Himeka Kujou (九条 姫香, Kujō Himeka) - Himeka is Ren's classmate and Kazune's cousin. Because she is Ren's crush, he is always trying to act cool in front of her. She is also a main character in Koge-Donbo's Kamichama Karin and a minor character in Koge-Donbo's Kamichama Karin Chu.

Kazune Kujou (九条 和音, Kujō Kazune) - Kazune is Ren's classmate who is smart, good-looking, popular with girls, and cool. He is also a main character in Koge-Donbo's Kamichama Karin/Kamichama Karin Chu series.

Umibozu (海坊主, Umi-bōzu) - Umibozu is an ocean-dwelling demon. During a trip to the beach, Ren helps her, and she soon chases after him with a desire to repay him for what he did. It is later discovered that Umibozu is actually male.

== Manga ==
Only a single manga book has ever been released for this series which was later translated into English and released in North America. The series was originally compiled in the manga magazine Comi Digi + sometime in 2006 before the first and only volume was released in Japan on December 21, 2006. In North America, Broccoli Books USA released an English version on June 13, 2007. Sometime in September 2007, the official Japanese page for Kon Kon Kokon was shut down.
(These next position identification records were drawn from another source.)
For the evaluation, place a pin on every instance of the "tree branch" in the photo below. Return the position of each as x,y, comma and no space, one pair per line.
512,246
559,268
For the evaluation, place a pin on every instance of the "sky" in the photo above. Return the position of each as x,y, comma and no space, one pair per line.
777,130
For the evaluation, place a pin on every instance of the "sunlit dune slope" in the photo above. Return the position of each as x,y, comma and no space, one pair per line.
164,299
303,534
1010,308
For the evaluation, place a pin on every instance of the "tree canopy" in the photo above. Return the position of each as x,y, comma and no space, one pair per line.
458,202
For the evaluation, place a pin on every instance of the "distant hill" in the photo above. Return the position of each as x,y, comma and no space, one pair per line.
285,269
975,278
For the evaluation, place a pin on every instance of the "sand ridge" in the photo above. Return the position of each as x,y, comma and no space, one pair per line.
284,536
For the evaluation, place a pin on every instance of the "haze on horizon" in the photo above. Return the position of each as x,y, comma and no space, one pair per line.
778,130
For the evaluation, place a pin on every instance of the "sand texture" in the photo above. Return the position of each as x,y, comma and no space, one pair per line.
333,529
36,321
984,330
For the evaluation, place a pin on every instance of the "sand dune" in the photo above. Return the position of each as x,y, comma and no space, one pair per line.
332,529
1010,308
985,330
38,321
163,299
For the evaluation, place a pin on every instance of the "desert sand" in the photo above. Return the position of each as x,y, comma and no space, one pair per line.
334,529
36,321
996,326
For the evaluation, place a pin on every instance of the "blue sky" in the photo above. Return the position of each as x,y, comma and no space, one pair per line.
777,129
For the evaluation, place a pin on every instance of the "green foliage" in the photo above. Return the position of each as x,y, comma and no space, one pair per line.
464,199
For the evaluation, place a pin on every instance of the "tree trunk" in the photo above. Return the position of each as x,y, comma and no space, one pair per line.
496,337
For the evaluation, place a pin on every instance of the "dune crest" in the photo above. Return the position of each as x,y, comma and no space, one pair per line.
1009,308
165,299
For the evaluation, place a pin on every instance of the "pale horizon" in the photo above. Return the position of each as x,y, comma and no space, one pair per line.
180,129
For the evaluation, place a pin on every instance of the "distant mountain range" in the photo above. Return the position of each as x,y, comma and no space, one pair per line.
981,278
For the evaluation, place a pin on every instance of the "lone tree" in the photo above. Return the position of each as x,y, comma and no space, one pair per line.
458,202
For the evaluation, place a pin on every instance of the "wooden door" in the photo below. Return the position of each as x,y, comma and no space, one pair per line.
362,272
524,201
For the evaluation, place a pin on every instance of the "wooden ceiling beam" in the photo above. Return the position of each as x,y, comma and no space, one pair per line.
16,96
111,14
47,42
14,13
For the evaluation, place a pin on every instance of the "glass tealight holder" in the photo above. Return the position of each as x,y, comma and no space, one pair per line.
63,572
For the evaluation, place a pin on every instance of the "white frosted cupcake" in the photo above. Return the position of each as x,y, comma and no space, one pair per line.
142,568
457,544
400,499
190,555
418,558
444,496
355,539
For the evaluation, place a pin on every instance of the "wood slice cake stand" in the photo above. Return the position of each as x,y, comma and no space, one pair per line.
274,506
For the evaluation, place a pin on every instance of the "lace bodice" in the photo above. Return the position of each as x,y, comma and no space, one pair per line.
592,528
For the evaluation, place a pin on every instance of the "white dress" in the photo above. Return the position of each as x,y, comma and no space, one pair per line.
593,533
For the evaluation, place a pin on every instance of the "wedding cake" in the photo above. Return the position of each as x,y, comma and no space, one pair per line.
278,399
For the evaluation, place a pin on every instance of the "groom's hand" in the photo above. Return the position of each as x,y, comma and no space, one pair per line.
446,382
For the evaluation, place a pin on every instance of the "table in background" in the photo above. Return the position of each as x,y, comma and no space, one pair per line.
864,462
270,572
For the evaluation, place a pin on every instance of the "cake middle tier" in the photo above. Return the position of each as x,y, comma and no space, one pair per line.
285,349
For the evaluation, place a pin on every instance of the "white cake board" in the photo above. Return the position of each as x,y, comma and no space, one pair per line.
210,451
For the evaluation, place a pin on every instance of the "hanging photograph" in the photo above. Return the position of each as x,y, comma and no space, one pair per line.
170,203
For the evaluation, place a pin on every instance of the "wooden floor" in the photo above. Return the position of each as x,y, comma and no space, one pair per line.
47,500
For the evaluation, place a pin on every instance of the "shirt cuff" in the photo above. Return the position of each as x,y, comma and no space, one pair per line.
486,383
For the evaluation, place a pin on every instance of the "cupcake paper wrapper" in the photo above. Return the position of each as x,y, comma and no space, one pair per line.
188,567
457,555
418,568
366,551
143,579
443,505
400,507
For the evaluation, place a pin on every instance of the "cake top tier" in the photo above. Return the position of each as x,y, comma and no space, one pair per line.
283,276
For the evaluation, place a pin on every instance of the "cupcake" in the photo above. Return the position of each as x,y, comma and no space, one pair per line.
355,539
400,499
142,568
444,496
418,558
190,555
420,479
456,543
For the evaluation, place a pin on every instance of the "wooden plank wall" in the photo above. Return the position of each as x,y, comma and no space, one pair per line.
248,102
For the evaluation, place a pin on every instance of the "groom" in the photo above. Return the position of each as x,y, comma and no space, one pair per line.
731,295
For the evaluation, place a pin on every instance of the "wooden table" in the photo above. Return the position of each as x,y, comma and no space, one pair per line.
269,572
The last issue of Comi Digi + came out on August 21, 2008, before it became defunct, and Broccoli Books USA went under in December 2008. There is no information given through reliable sources if there will be a second volume, which leaves the series unfinished.

==Reception==
The English language adaptation of Kon Kon Kokon received positive reviews from those in the field. Mania.com's Ariadne Roberts commended the manga for its "delicately textured and soft to the touch" cover as well as its "reprinted with exquisite clarity" "black & white pages". In a review by Carlo Santos from Anime News Network, he said that the artwork "may be Koge Donbo's best yet", but called the storyline "candypop fluff" when it comes to depth. Santos concluded by stating "Not the most fulfilling story, but the extensive use of folklore, the quick humor, and the energetic art lift it up to a B+."